The laboratory results primarily concern workers in the Gütersloh district. As far as people in other districts and independent cities (such as the districts of Warendorf, Paderborn, Soest etc.) are concerned, the responsible health authorities have been informed at short notice following the company’s crisis talks.
FoodIngredientsFirst has reached out to Tönnies for further comment.
Global meat sector impacted
This latest outbreak at the Tönnies facility is among the largest in Germany, while more than 1,000 workers at European abattoirs have also tested positive for COVID-19 as slaughterhouses in Ireland and the UK have also seen outbreaks in recent months.

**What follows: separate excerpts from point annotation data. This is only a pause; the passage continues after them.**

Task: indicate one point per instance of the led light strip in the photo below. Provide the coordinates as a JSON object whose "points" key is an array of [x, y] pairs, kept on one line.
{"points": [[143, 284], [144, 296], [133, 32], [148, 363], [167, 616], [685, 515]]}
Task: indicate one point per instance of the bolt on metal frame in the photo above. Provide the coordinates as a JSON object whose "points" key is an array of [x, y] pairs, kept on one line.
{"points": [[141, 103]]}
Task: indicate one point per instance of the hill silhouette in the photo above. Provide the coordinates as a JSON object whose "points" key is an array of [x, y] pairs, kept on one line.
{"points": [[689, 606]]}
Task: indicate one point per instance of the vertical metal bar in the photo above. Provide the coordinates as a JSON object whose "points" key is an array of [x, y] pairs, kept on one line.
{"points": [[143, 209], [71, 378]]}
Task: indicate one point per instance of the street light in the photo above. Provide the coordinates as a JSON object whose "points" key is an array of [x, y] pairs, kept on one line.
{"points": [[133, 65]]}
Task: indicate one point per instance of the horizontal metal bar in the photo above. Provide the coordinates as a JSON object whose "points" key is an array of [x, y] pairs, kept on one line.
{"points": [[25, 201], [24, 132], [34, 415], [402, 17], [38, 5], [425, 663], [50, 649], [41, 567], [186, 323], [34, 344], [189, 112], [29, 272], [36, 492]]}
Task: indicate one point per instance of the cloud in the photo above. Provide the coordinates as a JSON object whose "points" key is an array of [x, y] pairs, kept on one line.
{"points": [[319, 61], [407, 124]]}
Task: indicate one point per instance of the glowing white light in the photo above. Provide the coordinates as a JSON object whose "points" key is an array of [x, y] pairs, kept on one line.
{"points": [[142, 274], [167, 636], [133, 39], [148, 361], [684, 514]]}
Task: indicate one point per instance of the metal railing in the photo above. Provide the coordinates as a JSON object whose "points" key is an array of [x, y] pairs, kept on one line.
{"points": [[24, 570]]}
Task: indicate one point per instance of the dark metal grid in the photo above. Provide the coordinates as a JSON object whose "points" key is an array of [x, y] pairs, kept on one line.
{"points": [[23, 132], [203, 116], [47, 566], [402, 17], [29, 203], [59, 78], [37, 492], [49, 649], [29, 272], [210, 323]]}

Since the onset of the pandemic, livestock and dairy sectors have seen sunken demand due to ubiquitous lockdown measures. European agri-food representatives have previously spoken out about “deteriorating” market conditions. Producers and their cooperatives have demanded urgent action from the European Commission including calls for extraordinary measures to mitigate the crisis emerging within the agri-food industry.
Meanwhile, amid escalating fears of a potential meat shortage in the US, the nation’s Department of Agriculture (USDA) has implemented an Executive Order issued by President Trump to make sure meat and poultry factories around the country stay open, despite widespread concerns over the spread of coronavirus within the compromised meat processing sector.
A spotlight on plant-based diets has widened during the coronavirus period, with animal meat and dairy alternatives expected by industry stakeholders to help mitigate future zoonotic pandemics. According to dairy alternative producer Edlong, COVID-19 may stand to further drive creativity and NPD in plant-based space.